We have assumed, as the contrary is not suggested, that the estate of Mrs. Thomas is in such condition that the bequests and devise have been, or will be, distributed to plaintiff. [2] We conclude that the court did not err in determining that the bequests and devise made by the will constituted performance of the contract and satisfied decedent's obligation to plaintiff.
[3] The next contention is that a finding that decedent paid plaintiff $5.00 a week from June 13, 1943, to July 17, 1947, is not supported by any competent evidence. T.W. Ward, who was decedent's attorney, testified that in January, 1945, plaintiff, in the presence of decedent, stated that she was receiving $5.00 a week as spending money, her room and board, and that she was to receive $1,000 cash, the furniture and furnishings of the house, and a life estate in the property from the estate, and that she was entirely satisfied. On the same occasion decedent, in the presence of plaintiff, said plaintiff was receiving $5.00 a week in cash. Plaintiff did not dispute the statement. On numerous occasions thereafter, until the death of Mrs. Thomas, plaintiff told Mr. Ward that the $5.00 a week arrangement was perfectly satisfactory. Plaintiff had access to decedent's money and did her banking for her. Plaintiff was in contact with Mr. Ward on a number of occasions after the death of Mrs. Thomas but did not, at any time until she presented her claim on October 10, 1947, mention "that she had anything coming from the estate of Mrs.
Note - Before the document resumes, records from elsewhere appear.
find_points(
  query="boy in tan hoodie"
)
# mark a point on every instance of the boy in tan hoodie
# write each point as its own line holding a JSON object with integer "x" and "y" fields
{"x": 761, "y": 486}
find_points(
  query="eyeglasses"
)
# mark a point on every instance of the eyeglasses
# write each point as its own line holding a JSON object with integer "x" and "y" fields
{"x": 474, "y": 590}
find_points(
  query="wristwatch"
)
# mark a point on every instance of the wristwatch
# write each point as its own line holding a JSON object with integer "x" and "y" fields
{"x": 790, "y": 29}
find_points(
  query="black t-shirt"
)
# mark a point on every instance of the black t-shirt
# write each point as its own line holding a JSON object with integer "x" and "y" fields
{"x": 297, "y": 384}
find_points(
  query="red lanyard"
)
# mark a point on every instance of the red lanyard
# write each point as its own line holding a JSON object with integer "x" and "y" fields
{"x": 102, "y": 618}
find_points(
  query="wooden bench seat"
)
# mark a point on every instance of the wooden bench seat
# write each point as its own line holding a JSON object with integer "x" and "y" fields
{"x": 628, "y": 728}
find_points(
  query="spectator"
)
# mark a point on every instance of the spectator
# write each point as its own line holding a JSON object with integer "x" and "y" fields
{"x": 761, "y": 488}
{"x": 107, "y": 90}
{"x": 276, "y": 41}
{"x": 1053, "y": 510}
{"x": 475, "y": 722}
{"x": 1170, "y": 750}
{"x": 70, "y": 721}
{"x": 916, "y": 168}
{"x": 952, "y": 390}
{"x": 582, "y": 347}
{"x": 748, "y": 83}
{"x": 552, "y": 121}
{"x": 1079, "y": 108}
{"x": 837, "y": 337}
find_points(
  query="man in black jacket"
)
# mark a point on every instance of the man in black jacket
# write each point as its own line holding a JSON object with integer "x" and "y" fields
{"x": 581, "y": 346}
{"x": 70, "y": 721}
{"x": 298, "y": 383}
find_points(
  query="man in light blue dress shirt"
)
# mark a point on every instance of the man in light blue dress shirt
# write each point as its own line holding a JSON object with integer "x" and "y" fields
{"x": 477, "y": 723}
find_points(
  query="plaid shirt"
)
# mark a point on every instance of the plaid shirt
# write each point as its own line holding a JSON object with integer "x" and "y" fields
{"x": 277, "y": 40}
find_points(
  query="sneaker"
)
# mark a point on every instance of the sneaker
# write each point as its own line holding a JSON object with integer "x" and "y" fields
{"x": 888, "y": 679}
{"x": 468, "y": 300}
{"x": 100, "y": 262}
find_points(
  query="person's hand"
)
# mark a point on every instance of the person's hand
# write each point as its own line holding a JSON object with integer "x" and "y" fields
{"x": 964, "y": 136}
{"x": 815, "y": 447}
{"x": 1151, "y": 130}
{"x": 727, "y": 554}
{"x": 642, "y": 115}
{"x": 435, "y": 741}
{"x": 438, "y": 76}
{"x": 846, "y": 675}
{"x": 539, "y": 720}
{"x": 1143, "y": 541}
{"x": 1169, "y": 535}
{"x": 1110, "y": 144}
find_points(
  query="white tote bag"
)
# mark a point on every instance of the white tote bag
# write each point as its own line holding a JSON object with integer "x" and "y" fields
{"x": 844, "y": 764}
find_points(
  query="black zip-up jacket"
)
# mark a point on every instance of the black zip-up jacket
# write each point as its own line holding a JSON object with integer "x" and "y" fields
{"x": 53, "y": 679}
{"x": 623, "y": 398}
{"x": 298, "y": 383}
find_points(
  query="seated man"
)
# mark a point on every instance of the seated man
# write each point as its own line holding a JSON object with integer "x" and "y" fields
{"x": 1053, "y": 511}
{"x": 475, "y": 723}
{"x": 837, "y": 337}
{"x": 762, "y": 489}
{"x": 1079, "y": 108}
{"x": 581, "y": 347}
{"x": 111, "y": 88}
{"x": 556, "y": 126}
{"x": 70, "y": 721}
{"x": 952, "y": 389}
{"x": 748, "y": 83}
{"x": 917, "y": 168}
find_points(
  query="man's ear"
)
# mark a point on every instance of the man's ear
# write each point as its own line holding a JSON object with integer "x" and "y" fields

Thomas, outside of the provisions of the will." The foregoing evidence is sufficient to support the finding that decedent paid plaintiff $5.00 a week from June 13, 1943, to July 17, 1947.
[4] Plaintiff next contends that a finding "that the fair and reasonable market value of the services of the plaintiff during the period from June 15, 1943 to and including July 17, 1947 was and is the sum of Ten Dollars ($10.00) per week, plus food and housing . . ." is not supported by any competent evidence. Prior to her employment by decedent, plaintiff had been employed at an average of $9.23 and $10.38 a week, plus room and board, and was willing to go to work for decedent for $10 a week. In June or July, 1943, the executor had a conversation with plaintiff and decedent in which he stated he thought plaintiff should have $10 a week. Plaintiff replied "I am satisfied with five dollars a week. I will take care of Mrs. Thomas." That was in addition to room and board. The evidence is sufficient to support the finding concerning the value of the services. The case is one in which it was competent for the trial judge to determine the worth of the services from the evidence as to their nature and extent. Where the services are of a nontechnical nature, as in the present case, the judge may fix the value from a description of the services performed. Further, even if the finding were unsupported by competent evidence, the error would not be ground for reversal. Plaintiff agreed to perform the services in consideration of receiving $5.00 a week, room and board, and the bequests and devise. She received the consideration she agreed to accept. The reasonable market value of the services performed was immaterial.
Estate of Reinhertz, 82 Cal.App.2d 156, 160 [ 185 P.2d 858, 186 P.2d 755]; Trumbo v. Bank of Berkeley, 77 Cal.App.2d 704, 712 [ 176 P.2d 376].
Judgment affirmed. Appeal from order denying motion for new trial dismissed.
Shinn, P.J., and Wood, J., concurred.
Appellant's petition for a hearing by the Supreme Court was denied July 6, 1950.